Когда я вижу сегодня тридцатишестилетнюю женщину, я считаю ее молодой.
Но когда я вижу сегодня пятнадцатилетнего подростка, то я вижу перед собой
ребенка. Я удивляюсь, сколько уверенности придала мне Ханна. Мой успех в
школе заставил учителей приглядеться ко мне повнимательнее и заручил меня
гарантией их уважительного отношения ко мне. Девочки, с которыми я
сталкивался, заметили, что я не сторонюсь их, и это им импонировало.
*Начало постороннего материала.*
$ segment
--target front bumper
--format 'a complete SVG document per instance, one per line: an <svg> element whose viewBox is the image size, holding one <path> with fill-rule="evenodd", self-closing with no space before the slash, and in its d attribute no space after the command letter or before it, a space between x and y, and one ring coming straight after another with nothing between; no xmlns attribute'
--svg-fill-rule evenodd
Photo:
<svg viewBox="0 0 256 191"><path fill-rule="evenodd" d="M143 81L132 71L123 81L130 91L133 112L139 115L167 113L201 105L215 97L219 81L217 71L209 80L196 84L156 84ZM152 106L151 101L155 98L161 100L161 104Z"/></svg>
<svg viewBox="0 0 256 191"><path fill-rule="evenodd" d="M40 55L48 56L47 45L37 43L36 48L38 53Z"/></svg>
Я
хорошо чувствовал себя в своем теле.
В моей памяти, четко запечатлевшей и ярко освещающей наши первые
встречи с Ханной, последущие недели, прошедшие между тем нашим разговором и
концом учебного года, следуют расплывчатой, неразделимой чередой. Одна
причина тут заключается в частоте наших встреч и интенсивности их
протекания, другая -- в том, что до этого у меня никогда еще не было таких
наполненных дней и моя жизнь никогда еще не шла в таком быстром и плотном
ритме. Когда я вспоминаю свою учебу в те недели, то не могу отделаться от
впечатления, что я просто сел тогда за письменный стол и так и остался
сидеть за ним до тех пор, пока не наверстал все то, что было пропущено мною
за время желтухи, пока я не выучил все слова, не прочел все тексты, не
осуществил все математические доказательства и не соединил друг с другом все
химические формулы. О Веймарской республике и Третьем рейхе я успел
прочитать, еще лежа больным в постели. Точно так же и сами наши встречи
вспоминаются мне как одна единственная долгая встреча. После того разговора
они всегда проходили во второй половине дня: когда Ханна работала в вечернюю
смену -- с трех до половины пятого, в других случаях -- в пол-шестого. В
семь в нашей семье садились ужинать и Ханна поначалу подгоняла меня, чтобы я
ненароком не опоздал домой. Но через некоторое время рамки полуторачасового
лимита были раздвинуты и я начал придумывать всякие отговорки и пропускать
ужин.
Виной тому было чтение вслух. На следующий день после нашего памятного
разговора Ханна спросила меня, что мы проходим в школе. Я рассказал ей об
эпосах Гомера, речах Цицерона и истории о старике и его схватке с рыбой и
морем, написанной Хемингуэем. Ей захотелось послушать, как звучат греческий
и латинский языки, и я прочитал ей несколько мест из Одиссеи и из речей
Цицерона против Катилины.
-- А немецкий ты тоже учишь?
-- То есть как -- немецкий?
-- Я имею в виду, учишь ли ты только иностранные языки или в своем
собственном языке тоже есть еще что поучить?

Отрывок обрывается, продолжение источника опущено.